Rezension

⭐⭐⭐ Durchwachsen, mit deutlichen Stärken und Schwächen

Helle Tage, dunkle Schuld -

Helle Tage, dunkle Schuld
von Eva Völler

Bewertet mit 2.5 Sternen

Wir befinden uns im Ruhrgebiet im Jahr 1948. Der Kriminalbeamte Carl Bruns, der im Nazi-Regime den Ariernachweis nicht erbringen konnte und daher postwendend entlassen wurde, nimmt seinen Beruf im Essener Polizeipräsidium wieder auf. In einer schwärenden Atmosphäre der oft verdrängten Schuld sieht er sich schon bald mit einem Mordfall konfrontiert, der möglicherweise mit einem der zahlreichen grauenvollen Kriegsverbrechen verbunden ist.
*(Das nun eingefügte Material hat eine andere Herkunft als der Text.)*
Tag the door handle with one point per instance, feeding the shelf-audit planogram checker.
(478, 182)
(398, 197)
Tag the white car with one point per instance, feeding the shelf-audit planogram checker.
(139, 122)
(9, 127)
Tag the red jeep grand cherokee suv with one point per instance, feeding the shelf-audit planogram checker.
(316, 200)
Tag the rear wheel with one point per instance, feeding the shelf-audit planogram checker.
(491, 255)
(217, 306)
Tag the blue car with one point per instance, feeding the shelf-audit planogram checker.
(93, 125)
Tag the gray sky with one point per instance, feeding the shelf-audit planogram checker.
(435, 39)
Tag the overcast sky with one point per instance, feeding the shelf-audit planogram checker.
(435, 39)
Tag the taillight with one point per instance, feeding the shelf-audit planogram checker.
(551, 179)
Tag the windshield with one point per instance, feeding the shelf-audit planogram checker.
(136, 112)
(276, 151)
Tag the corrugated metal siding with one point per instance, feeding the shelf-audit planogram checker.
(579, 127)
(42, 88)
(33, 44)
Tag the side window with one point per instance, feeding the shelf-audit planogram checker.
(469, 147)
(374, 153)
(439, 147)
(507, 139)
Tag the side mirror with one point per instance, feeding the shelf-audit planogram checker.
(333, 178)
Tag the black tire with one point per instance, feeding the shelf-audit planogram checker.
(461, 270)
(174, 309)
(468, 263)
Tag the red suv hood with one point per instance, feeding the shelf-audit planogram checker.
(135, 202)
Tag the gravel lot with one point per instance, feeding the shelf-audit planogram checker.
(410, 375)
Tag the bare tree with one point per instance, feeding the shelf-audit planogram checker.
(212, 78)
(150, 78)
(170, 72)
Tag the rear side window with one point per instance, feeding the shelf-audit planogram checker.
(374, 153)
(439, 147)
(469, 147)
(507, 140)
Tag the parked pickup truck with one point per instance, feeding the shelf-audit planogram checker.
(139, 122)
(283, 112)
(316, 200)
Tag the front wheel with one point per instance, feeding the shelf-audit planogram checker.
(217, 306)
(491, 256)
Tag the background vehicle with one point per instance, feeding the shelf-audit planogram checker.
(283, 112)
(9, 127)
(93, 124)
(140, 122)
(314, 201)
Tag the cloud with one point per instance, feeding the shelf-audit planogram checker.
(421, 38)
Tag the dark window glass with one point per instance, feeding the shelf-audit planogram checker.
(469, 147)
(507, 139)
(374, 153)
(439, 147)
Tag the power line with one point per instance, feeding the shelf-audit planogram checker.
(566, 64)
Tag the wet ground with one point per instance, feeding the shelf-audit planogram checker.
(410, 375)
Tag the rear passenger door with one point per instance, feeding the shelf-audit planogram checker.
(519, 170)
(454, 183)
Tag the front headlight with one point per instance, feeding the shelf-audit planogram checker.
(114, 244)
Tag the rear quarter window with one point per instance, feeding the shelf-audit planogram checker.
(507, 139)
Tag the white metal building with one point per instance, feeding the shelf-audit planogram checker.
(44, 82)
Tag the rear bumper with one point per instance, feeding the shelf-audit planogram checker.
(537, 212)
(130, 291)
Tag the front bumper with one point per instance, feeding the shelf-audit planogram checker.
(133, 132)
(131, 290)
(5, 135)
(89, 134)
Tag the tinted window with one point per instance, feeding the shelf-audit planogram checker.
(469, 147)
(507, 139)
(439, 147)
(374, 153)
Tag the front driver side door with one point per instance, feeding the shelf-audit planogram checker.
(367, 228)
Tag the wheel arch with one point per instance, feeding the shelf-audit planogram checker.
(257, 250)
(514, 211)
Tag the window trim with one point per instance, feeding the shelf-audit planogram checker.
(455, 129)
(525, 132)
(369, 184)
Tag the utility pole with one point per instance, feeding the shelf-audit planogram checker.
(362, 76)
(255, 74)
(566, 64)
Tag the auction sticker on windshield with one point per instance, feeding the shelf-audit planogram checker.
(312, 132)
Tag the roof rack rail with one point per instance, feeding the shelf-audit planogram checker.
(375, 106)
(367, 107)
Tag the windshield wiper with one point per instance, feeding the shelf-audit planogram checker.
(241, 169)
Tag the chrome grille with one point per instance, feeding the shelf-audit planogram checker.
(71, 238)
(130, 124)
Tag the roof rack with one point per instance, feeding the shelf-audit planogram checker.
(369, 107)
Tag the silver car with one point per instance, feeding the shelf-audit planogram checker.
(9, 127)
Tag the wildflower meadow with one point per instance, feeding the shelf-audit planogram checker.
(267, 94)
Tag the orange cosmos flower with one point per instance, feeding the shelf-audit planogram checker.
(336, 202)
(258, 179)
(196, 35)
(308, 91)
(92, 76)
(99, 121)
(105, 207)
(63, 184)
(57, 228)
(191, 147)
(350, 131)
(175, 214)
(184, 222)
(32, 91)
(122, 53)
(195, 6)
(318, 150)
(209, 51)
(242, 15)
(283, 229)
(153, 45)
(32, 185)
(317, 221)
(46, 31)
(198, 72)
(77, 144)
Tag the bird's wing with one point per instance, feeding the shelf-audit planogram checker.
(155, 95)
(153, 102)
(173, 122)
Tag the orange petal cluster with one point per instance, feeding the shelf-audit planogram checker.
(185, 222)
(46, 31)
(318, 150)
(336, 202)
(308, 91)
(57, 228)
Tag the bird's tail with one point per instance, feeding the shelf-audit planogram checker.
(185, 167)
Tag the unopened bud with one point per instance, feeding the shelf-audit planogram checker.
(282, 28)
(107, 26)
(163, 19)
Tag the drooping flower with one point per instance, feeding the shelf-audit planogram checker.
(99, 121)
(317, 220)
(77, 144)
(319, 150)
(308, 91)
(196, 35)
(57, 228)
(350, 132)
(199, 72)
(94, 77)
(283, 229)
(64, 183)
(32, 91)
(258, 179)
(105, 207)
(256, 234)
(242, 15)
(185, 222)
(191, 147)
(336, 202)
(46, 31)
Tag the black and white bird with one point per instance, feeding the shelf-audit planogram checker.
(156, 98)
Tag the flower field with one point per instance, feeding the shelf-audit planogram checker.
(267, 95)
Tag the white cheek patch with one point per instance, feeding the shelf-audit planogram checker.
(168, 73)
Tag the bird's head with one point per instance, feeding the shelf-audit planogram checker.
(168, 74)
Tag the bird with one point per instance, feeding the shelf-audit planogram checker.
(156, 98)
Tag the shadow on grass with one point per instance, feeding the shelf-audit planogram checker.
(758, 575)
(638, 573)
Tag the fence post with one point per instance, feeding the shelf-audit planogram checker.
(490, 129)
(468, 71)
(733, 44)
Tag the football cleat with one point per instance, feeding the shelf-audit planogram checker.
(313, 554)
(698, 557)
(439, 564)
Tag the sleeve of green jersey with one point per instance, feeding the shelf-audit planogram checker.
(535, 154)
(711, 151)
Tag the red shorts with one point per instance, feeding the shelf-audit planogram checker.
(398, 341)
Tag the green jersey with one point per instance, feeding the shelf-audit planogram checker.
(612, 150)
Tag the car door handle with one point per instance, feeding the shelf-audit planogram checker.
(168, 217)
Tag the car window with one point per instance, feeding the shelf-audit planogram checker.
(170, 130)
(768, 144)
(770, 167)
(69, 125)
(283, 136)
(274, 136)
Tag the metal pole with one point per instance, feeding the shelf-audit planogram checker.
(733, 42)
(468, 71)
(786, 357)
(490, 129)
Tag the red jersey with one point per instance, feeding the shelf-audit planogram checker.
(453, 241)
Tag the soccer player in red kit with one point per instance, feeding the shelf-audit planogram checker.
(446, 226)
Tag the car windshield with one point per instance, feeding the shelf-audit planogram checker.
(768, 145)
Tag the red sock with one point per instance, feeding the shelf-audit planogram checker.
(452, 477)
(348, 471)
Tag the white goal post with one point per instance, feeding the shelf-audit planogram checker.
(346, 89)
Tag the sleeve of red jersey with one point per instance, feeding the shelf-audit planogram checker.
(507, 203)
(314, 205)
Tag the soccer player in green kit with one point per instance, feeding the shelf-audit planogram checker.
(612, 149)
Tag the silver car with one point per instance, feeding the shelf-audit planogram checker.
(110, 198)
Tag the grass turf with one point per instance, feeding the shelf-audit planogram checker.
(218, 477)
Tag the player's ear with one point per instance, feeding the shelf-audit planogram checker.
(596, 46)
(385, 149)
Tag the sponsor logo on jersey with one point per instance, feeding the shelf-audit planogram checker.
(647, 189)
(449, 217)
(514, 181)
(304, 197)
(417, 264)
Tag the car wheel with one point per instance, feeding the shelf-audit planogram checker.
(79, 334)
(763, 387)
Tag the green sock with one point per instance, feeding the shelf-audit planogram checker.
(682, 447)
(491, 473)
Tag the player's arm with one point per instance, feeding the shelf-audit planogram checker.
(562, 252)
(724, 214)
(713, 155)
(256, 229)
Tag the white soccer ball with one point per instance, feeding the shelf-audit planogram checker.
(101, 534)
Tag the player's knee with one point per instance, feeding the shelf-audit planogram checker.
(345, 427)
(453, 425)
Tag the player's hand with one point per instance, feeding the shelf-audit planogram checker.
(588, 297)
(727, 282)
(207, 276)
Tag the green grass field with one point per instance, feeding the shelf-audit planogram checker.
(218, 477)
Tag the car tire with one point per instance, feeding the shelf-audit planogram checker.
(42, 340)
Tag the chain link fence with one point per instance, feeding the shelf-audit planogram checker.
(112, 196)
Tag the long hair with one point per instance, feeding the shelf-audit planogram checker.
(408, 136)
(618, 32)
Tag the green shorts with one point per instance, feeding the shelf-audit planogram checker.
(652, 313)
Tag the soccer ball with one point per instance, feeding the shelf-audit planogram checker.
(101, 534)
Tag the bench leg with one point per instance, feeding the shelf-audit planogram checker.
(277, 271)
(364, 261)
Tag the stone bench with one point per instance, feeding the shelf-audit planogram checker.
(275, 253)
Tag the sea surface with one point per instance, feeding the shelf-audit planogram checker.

Während seiner Ermittlungen begegnet Carl seiner Jugendliebe Anna, gerät selbst ins Visier des Mörders und beobachtet ernüchtert die Fallstricke der Entnazifizierung.

Eva Völler betritt hier erstmals das Genre des historischen Kriminalromans; das Ergebnis ist vielversprechend, hat meines Erachtens jedoch auch deutliche Schwächen. 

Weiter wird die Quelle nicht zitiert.